ARIA-AGENT/flux/bridge.py

#!/usr/bin/env python3
"""
ARIA FLUX-Bridge — laeuft auf der Gamebox (RTX 3060).

Empfaengt flux_request via RVS → FLUX.1-dev/-schnell auf GPU → sendet
flux_response mit base64-PNG zurueck an die aria-bridge. Diese speichert
die Datei nach /shared/uploads/ und ARIA referenziert sie mit
[FILE: ...]-Marker in ihrer Antwort.

12 GB VRAM auf der 3060 reichen fuer FLUX.1-dev nur mit
`enable_model_cpu_offload()` — sonst OOM. Setze FLUX_OFFLOAD=sequential
fuer Maximal-Sparsamkeit (langsamer) oder FLUX_OFFLOAD=none wenn die
GPU genug VRAM hat (z.B. spaeter 4090).

Env:
  RVS_HOST, RVS_PORT, RVS_TLS, RVS_TLS_FALLBACK, RVS_TOKEN
  FLUX_MODEL         Default: black-forest-labs/FLUX.1-dev
                     Alt: black-forest-labs/FLUX.1-schnell (4-Step, Apache-2.0)
  FLUX_DEVICE        Default: cuda
  FLUX_DTYPE         Default: bfloat16 (alt: float16)
  FLUX_OFFLOAD       Default: model (alt: sequential | none)
  FLUX_MAX_STEPS     Default: 50
  FLUX_MAX_DIM       Default: 1536
"""
import asyncio
import base64
import io
import json
import logging
import os
import sys
import time
import uuid
from typing import Optional

import websockets

logging.basicConfig(
    level=logging.INFO,
    format="%(asctime)s [%(levelname)s] %(message)s",
    datefmt="%H:%M:%S",
)
logger = logging.getLogger("flux-bridge")
# HuggingFace/Torch download-Logs daempfen
logging.getLogger("httpx").setLevel(logging.WARNING)
logging.getLogger("urllib3").setLevel(logging.WARNING)
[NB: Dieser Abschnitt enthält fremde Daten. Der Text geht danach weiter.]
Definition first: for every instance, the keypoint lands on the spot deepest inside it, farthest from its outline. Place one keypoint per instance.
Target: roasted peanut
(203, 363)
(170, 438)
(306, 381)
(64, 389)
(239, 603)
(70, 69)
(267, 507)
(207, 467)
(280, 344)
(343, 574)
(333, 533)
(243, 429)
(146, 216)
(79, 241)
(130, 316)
RVS_HOST = os.getenv("RVS_HOST", "").strip()
RVS_PORT = int(os.getenv("RVS_PORT", "443"))
RVS_TLS = os.getenv("RVS_TLS", "true").lower() == "true"
RVS_TLS_FALLBACK = os.getenv("RVS_TLS_FALLBACK", "true").lower() == "true"
RVS_TOKEN = os.getenv("RVS_TOKEN", "").strip()

FLUX_MODEL = os.getenv("FLUX_MODEL", "black-forest-labs/FLUX.1-dev").strip()
FLUX_DEVICE = os.getenv("FLUX_DEVICE", "cuda").strip()
FLUX_DTYPE = os.getenv("FLUX_DTYPE", "bfloat16").strip().lower()
FLUX_OFFLOAD = os.getenv("FLUX_OFFLOAD", "model").strip().lower()
FLUX_MAX_STEPS = int(os.getenv("FLUX_MAX_STEPS", "50"))
FLUX_MAX_DIM = int(os.getenv("FLUX_MAX_DIM", "1536"))

# FLUX-dev native: guidance=3.5, steps=28. FLUX-schnell: guidance=0.0, steps=4.
DEFAULT_STEPS_DEV = 28
DEFAULT_STEPS_SCHNELL = 4
DEFAULT_GUIDANCE_DEV = 3.5
DEFAULT_GUIDANCE_SCHNELL = 0.0


def _is_schnell(model_id: str) -> bool:
    return "schnell" in model_id.lower()


def _torch_dtype():
    """Lazy-resolve damit Torch erst beim Modell-Laden importiert wird."""
    import torch
    return {"bfloat16": torch.bfloat16, "float16": torch.float16, "float32": torch.float32}\
        .get(FLUX_DTYPE, torch.bfloat16)


def _snap_dim(v: int, default: int = 1024) -> int:
    """FLUX braucht Multiples von 16 (sicher: 64). Clamp + Snap."""
    try:
        n = int(v)
    except (TypeError, ValueError):
        n = default
    n = max(256, min(FLUX_MAX_DIM, n))
    # Auf naechstes Vielfaches von 64 abrunden
    n = (n // 64) * 64
    return max(256, n)


class FluxRunner:
    """Haelt die FLUX-Pipeline. Synthese laeuft im Executor (blocking).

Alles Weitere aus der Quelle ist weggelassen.